The Burning – Jane Casey

You can enjoy a crime novel at any time of the year, however in the autumn and winter with the long drawn nights it seems an even more ideal time to pick one up – I am currently mulling over just which one to read next. Whilst I decide I thought I would tell you about the first in a new-to-me series, The Burning, by a new-to-me author, Jane Casey. As many long term readers of the blog will know I do like a good crime series though I am always rather trepidatious about starting a new one; partly because the ones I read are so good and partly because when you sign up to a series you know you are signing up to something long haul and even if you don’t like it you will probably want to read the next one despite yourself to see what happens next.

Ebury Press, 2010, paperback, crime fiction, 486 pages, kindly sent by the publisher

London is in terror of a serial killer that the media have named The Burning Man after he has beaten and burnt four women to death in secluded parks throughout the city. A fifth victim, Rebecca Haworth, has been discovered and yet there seems to be something different in the minutiae of her killing. Either The Burning Man has changed the way he is dealing with his victims ever so slightly, or there is a copy cat killer who could possibly be about to start a spate of murders or just wanted to kill and have someone else take the blame. Whatever the outcome it is up to Detective Constable Maeve Kerrigan to find out more yet the more she learns about this supposed fifth victim the more and more confused she is, as Rebecca Haworth was a bit of an enigma, seemingly perfect but do still waters run deep?

He nodded, then strutted away, trying and failing to look like a taller man than he was. Anton Ventnor, prize git. I would have dreaded going in to an office he ran; I would have been delighted to get away from him if I’d been in Rebecca’s shoes. But I wasn’t Rebecca; I didn’t even really know what she was like. The highly organised business-woman. The good-time girl you’d never marry. The loyal, scatty friend. The desperate employee. I had no doubt I would get a different account of Rebecca’s character from her parents, when I spoke to them. She had been whatever people wanted her to be, right up to the moment when what they wanted her to be was dead.

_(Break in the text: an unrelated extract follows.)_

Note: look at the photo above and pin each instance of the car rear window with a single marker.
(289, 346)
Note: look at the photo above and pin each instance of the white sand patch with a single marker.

I have to say I wasn’t sure what to expect from The Burning before I read it, lots of people had told me that it would be my kind of crime novel and I think that might be because Casey does a very good job of mixing the police procedural with a psychological thriller – these are not the same things as I have discovered over my reading of the genre. DC Kerrigan is a woman in a very masculine world, in fact she is one of only a few females on her team as we have the hunt for The Burning Man there is much crime scene investigation, clues and dead ends to be lead down.

At the same time we know there is more to the book than meets the eye as from early on we switch narratives from Maeve as she gets on with the procedural side of catching a killer and also Louise, Rebecca Howarth’s best friend. The story divides slightly into two strands and even takes another twist as we learn of a death in Rebecca’s Oxford past and so in a way we soon find we are following three different cases all in one book. With the two different narratives we think we are learning more than DC Kerrigan, but are we really? This is a clever trick if you can pull it off but a very hard web to weave.

Overall Casey does this really well. I have to admit that when the book started to head off to Oxford and Rebecca and Louise’s student days I did inwardly groan as firstly, I don’t really like campus novels, and secondly I was rather grimly fascinated by The Burning Man and it does seem that for a hundred or so pages so does DC Kerrigan almost informing us of the fact there are multiple murderers out there instead of leaving us guessing until the last possible moment. A small quibble though really as when The Burning Man case reaches its denouement it really paces along and grips, yet you know there is more to come, double the detecting. I also think Casey could have quite easily cut a hundred pages. I didn’t need the switch of narrative to one of Casey’s colleagues, Rob, for example as we could have gained the information in a paragraph or two in a different way and sometimes the dual narratives meant repetitions though of course the whole point is what is missing or what is concealed by one party or not which I liked hunting for.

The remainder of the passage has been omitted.